The exhibition and catalog are split fairly evenly between projects from those two decades — including the two mentioned above but also the Lawrence Residence, Sixth Street (second spread, below), and Berlin Wall, among others — and so-called "Composites" and "Sculptural Reliefs" (third spread) produced after the firm's digital turn in the late-1990s. The latter have a certain beauty to them, but personal circumstances dictate that I'm still drawn to the earlier work. Unfortunately, the fairly small format of the book and the noticeably wide margins on the pages combine to create a desire for larger images. To take one instance, the famous mixed-media composition for the Berlin Wall project from 1988 (the same image that's on the cover) is just roughly 3x6" on the page, considerably smaller than the 40x80" original. For those who want Morphosis projects from the same era on larger pages, and with full-bleed images too, I recommend Connected Isolation, the AD monograph from 1993.

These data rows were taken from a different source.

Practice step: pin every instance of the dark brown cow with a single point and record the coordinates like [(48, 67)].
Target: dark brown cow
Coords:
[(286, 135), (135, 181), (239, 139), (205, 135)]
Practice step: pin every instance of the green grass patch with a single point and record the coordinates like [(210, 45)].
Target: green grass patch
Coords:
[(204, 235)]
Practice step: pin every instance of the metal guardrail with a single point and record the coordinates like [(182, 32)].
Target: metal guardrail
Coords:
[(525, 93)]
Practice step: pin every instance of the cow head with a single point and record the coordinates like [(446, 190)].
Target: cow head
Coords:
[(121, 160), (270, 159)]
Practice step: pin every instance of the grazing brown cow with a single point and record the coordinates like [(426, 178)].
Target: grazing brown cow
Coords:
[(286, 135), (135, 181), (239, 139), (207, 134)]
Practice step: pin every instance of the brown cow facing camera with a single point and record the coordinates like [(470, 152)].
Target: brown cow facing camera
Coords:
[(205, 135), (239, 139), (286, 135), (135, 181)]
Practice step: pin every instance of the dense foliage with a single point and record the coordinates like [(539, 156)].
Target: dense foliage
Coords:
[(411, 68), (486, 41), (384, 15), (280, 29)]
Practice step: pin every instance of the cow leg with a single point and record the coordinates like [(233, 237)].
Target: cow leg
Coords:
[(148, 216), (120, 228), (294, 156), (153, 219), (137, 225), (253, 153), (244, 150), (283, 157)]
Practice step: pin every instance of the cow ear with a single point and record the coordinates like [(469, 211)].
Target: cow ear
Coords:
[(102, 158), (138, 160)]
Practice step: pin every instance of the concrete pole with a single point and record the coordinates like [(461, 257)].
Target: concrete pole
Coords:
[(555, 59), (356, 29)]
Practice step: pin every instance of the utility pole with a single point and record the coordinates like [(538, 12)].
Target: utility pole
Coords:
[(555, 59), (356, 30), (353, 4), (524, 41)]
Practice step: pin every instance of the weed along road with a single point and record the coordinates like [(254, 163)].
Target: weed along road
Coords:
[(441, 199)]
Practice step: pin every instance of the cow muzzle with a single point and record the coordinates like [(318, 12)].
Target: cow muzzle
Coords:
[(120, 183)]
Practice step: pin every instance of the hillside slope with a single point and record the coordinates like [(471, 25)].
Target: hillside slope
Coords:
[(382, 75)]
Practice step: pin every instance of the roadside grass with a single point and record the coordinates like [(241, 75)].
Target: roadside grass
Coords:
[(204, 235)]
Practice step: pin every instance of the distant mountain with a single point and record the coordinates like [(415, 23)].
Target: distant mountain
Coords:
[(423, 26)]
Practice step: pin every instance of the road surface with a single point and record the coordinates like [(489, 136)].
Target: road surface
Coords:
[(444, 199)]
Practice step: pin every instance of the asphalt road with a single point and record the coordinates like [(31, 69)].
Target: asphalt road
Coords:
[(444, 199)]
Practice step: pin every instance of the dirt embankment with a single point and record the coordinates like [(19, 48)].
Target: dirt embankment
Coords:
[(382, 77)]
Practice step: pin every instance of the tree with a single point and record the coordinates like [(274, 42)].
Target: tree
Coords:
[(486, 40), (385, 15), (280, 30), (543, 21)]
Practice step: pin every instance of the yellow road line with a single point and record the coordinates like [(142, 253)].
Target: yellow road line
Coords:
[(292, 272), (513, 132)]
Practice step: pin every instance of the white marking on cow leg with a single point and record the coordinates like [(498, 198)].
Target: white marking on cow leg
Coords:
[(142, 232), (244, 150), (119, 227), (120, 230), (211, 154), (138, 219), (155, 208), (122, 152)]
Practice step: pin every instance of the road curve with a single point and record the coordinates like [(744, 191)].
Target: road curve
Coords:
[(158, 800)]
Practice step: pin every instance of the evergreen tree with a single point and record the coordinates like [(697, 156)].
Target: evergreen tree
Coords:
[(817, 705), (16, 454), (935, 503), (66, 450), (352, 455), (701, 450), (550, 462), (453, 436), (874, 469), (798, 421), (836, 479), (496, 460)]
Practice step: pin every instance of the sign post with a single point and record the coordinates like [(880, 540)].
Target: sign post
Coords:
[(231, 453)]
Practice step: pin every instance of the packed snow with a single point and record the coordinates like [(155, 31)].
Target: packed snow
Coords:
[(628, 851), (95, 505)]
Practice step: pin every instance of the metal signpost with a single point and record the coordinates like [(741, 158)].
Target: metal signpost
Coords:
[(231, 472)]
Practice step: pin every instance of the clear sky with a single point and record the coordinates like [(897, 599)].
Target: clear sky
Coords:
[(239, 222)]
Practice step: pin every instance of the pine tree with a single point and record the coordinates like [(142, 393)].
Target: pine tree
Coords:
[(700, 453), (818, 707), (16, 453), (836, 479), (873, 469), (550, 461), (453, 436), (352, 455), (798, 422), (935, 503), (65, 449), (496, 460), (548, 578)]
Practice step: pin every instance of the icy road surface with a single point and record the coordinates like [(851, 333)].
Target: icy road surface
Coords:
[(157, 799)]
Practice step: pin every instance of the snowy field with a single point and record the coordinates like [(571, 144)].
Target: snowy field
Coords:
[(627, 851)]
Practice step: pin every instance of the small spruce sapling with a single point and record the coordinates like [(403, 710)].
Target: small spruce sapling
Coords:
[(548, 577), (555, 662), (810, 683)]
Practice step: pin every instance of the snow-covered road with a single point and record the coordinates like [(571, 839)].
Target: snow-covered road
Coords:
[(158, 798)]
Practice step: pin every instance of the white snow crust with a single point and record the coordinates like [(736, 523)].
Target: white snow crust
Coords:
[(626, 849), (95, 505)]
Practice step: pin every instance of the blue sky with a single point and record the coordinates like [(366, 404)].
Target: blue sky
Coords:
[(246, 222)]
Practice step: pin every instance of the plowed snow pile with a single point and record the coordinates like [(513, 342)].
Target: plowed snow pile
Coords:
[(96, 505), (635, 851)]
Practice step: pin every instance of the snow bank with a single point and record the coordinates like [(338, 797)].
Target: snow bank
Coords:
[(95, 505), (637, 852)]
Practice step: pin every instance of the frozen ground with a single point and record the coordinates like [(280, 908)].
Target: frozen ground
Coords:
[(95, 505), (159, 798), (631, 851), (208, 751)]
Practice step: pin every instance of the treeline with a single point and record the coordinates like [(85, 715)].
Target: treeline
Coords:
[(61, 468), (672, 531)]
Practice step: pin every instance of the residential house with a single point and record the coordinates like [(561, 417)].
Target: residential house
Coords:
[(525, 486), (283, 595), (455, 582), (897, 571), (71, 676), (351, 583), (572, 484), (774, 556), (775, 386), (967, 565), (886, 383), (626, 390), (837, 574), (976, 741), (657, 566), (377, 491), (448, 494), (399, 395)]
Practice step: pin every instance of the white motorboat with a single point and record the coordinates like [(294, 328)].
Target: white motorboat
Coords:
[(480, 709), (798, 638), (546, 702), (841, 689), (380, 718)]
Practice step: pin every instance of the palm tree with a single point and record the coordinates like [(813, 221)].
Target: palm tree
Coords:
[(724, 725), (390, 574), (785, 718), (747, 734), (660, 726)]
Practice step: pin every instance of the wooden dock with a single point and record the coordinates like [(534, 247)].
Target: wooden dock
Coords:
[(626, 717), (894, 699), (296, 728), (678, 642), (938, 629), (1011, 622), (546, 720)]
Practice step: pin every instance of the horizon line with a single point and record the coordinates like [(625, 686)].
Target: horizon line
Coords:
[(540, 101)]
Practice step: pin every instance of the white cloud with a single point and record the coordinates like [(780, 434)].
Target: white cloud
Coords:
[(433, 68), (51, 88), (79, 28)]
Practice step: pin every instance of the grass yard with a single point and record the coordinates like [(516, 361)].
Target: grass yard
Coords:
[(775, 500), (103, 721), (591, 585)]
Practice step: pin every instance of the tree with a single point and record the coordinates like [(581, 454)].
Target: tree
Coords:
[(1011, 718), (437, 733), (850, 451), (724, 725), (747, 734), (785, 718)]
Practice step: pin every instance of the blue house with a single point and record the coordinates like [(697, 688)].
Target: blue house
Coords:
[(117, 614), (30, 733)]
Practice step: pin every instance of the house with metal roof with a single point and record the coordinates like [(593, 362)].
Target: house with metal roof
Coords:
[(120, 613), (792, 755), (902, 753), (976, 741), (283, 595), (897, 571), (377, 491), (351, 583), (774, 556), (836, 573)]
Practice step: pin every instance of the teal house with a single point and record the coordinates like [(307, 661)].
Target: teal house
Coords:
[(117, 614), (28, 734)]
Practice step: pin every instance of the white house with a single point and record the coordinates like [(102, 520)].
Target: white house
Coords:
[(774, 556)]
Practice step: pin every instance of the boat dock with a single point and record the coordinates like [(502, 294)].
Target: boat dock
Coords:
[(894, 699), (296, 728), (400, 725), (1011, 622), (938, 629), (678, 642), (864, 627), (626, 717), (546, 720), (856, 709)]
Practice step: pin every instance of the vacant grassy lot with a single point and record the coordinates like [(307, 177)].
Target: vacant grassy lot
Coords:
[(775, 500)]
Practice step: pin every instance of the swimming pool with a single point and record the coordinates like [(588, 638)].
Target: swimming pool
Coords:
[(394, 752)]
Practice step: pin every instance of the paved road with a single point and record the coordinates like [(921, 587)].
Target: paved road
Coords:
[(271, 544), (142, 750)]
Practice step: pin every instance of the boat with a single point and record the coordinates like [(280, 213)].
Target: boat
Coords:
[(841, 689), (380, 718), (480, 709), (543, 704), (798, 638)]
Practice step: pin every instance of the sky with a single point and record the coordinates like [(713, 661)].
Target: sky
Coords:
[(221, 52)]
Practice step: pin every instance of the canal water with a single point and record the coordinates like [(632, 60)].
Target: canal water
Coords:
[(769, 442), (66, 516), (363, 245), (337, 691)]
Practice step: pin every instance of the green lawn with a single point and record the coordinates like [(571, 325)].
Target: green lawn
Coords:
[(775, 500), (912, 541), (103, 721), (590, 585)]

Speaking of the Berlin Wall project, SculpturalDrawings features an interview between Mayne and Kristin Feireiss (first spread), who curated the exhibition that project was made for: Berlin — Denkmal oder Denkmodell? (Berlin — Monument or Thieoretical Model?) at Staatliche Kunsthalle Berlin. Feireiss is curator at Aedes Architecture Forum, the gallery she co-founded in 1980, and which happens to be located directly across the street from the Tchoban Foundation. The interview, as well as essays by Stefano Casciani and Esenija Bannan, give good background on the history and evolution of Mayne and Morphosis, but I would have loved more words on the techniques employed in making the drawings, collages, "drawdels" (3d drawings, best employed in the Crawford Residence), even the composites and sculptural reliefs, whose generic "mixed media" descriptors beg more questions than answers. As such, this book is definitely for die-hard fans of Mayne and Morphosis, like myself, and for the few people who managed to see the exhibition in person last year.